Campbell Malachy T, Knecht Avi C, Berger Bettina, Brien Chris J, Wang Dong, Walia Harkamal
Department of Agronomy and Horticulture (M.T.C., H.W.), Holland Computing Center (A.C.K.), and Department of Statistics (D.W.), University of Nebraska, Lincoln, Nebraska 68583;The Plant Accelerator, Australian Plant Phenomics Facility, University of Adelaide, Urrbrae, South Australia 5064, Australia (B.B.); andPhenomics and Bioinformatics Research Centre, University of South Australia, Adelaide, South Australia 5001, Australia (C.J.B.).
Department of Agronomy and Horticulture (M.T.C., H.W.), Holland Computing Center (A.C.K.), and Department of Statistics (D.W.), University of Nebraska, Lincoln, Nebraska 68583;The Plant Accelerator, Australian Plant Phenomics Facility, University of Adelaide, Urrbrae, South Australia 5064, Australia (B.B.); andPhenomics and Bioinformatics Research Centre, University of South Australia, Adelaide, South Australia 5001, Australia (C.J.B.)
Plant Physiol. 2015 Aug;168(4):1476-89. doi: 10.1104/pp.15.00450. Epub 2015 Jun 25.
Salinity affects a significant portion of arable land and is particularly detrimental for irrigated agriculture, which provides one-third of the global food supply. Rice (Oryza sativa), the most important food crop, is salt sensitive. The genetic resources for salt tolerance in rice germplasm exist but are underutilized due to the difficulty in capturing the dynamic nature of physiological responses to salt stress. The genetic basis of these physiological responses is predicted to be polygenic. In an effort to address this challenge, we generated temporal imaging data from 378 diverse rice genotypes across 14 d of 90 mm NaCl stress and developed a statistical model to assess the genetic architecture of dynamic salinity-induced growth responses in rice germplasm. A genomic region on chromosome 3 was strongly associated with the early growth response and was captured using visible range imaging. Fluorescence imaging identified four genomic regions linked to salinity-induced fluorescence responses. A region on chromosome 1 regulates both the fluorescence shift indicative of the longer term ionic stress and the early growth rate decline during salinity stress. We present, to our knowledge, a new approach to capture the dynamic plant responses to its environment and elucidate the genetic basis of these responses using a longitudinal genome-wide association model.

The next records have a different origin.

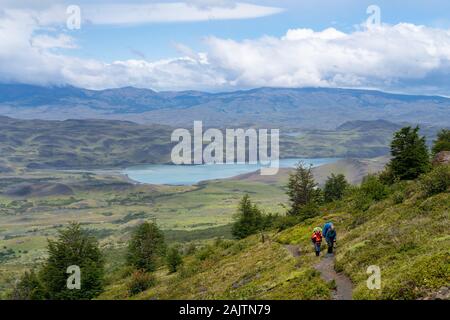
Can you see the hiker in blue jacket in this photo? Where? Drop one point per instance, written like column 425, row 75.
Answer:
column 329, row 234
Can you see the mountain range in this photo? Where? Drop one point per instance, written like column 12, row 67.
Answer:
column 306, row 108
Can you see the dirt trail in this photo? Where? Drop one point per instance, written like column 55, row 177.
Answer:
column 344, row 286
column 293, row 249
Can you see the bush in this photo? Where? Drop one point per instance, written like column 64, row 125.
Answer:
column 28, row 288
column 410, row 157
column 335, row 187
column 73, row 247
column 302, row 190
column 146, row 247
column 285, row 222
column 174, row 259
column 248, row 219
column 373, row 189
column 436, row 181
column 442, row 143
column 205, row 253
column 140, row 281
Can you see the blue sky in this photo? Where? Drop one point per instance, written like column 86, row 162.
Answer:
column 156, row 40
column 220, row 45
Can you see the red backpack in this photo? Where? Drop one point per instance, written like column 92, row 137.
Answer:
column 317, row 237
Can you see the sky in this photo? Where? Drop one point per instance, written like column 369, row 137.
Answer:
column 221, row 45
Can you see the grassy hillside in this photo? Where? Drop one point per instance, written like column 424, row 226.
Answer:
column 406, row 235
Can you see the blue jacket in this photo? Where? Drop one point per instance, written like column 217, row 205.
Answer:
column 326, row 227
column 331, row 235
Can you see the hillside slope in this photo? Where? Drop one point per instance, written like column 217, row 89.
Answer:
column 406, row 235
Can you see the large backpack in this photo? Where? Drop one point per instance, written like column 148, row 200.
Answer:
column 326, row 227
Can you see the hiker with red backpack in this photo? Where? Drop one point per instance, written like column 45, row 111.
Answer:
column 316, row 239
column 330, row 236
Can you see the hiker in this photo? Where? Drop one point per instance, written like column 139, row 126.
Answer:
column 329, row 232
column 317, row 239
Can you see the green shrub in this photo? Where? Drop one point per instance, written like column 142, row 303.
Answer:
column 436, row 181
column 205, row 253
column 146, row 247
column 398, row 197
column 372, row 188
column 140, row 281
column 285, row 222
column 334, row 187
column 174, row 259
column 28, row 288
column 248, row 219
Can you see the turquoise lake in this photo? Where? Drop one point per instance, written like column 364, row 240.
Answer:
column 192, row 174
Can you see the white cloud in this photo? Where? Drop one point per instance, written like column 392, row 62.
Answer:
column 173, row 12
column 402, row 57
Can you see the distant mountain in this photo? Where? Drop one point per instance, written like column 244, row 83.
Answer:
column 306, row 108
column 365, row 125
column 95, row 143
column 80, row 144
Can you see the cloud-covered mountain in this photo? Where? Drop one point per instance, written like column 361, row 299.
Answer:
column 320, row 108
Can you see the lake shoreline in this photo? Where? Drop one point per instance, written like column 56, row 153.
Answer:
column 182, row 175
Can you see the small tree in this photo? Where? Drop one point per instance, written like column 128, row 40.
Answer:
column 146, row 247
column 174, row 259
column 302, row 189
column 29, row 287
column 140, row 281
column 248, row 219
column 442, row 143
column 335, row 187
column 73, row 247
column 410, row 156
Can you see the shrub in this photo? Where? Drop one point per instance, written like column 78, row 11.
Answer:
column 248, row 219
column 285, row 222
column 29, row 287
column 410, row 157
column 335, row 187
column 140, row 281
column 302, row 190
column 442, row 143
column 373, row 189
column 174, row 259
column 205, row 253
column 436, row 181
column 73, row 247
column 146, row 247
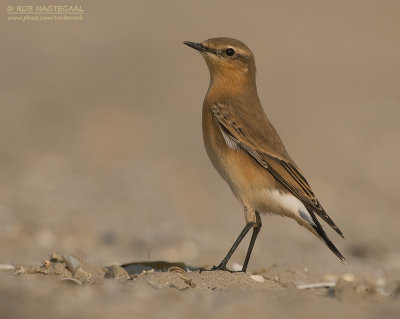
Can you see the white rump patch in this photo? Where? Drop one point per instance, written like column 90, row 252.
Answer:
column 289, row 203
column 231, row 143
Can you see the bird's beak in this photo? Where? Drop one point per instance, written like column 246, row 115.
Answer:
column 197, row 46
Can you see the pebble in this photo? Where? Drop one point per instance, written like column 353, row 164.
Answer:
column 257, row 278
column 6, row 267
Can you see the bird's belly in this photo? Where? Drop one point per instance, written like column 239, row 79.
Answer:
column 244, row 176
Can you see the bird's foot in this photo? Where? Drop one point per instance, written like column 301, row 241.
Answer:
column 219, row 267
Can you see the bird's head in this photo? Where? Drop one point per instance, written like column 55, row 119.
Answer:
column 227, row 58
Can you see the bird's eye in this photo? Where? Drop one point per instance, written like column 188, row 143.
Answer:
column 230, row 52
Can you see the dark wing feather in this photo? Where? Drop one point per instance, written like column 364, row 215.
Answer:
column 279, row 165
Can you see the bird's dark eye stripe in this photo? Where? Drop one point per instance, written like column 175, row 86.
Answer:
column 230, row 52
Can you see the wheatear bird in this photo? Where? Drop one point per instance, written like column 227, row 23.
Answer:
column 246, row 150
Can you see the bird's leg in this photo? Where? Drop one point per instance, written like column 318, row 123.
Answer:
column 256, row 230
column 222, row 265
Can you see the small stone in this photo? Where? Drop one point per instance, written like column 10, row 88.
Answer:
column 72, row 263
column 116, row 272
column 55, row 257
column 257, row 278
column 6, row 267
column 72, row 281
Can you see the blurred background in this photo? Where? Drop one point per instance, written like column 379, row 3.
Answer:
column 101, row 150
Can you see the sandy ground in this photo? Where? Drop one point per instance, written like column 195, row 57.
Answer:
column 102, row 162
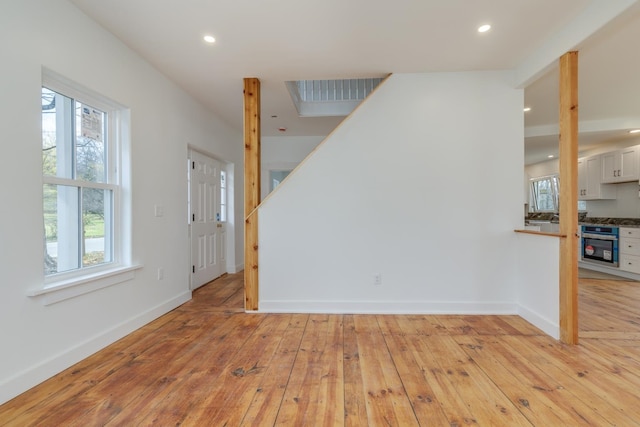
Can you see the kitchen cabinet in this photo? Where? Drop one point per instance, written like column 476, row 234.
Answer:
column 629, row 250
column 621, row 165
column 590, row 186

盐度影响着很大一部分耕地,对灌溉农业尤其有害,而灌溉农业提供了全球三分之一的粮食供应。水稻(Oryza sativa)是最重要的粮食作物,对盐敏感。水稻种质中存在耐盐的遗传资源,但由于难以捕捉对盐胁迫生理反应的动态特性,这些资源未得到充分利用。预计这些生理反应的遗传基础是多基因的。为应对这一挑战,我们在90毫米氯化钠胁迫下,对378种不同水稻基因型进行了为期14天的时间成像数据采集,并开发了一个统计模型,以评估水稻种质中动态盐度诱导生长反应的遗传结构。3号染色体上的一个基因组区域与早期生长反应密切相关,可通过可见光成像捕捉到。荧光成像确定了四个与盐度诱导荧光反应相关的基因组区域。1号染色体上的一个区域既调节指示长期离子胁迫的荧光变化,也调节盐胁迫期间早期生长速率的下降。据我们所知,我们提出了一种新方法,通过纵向全基因组关联模型来捕捉植物对其环境的动态反应,并阐明这些反应的遗传基础。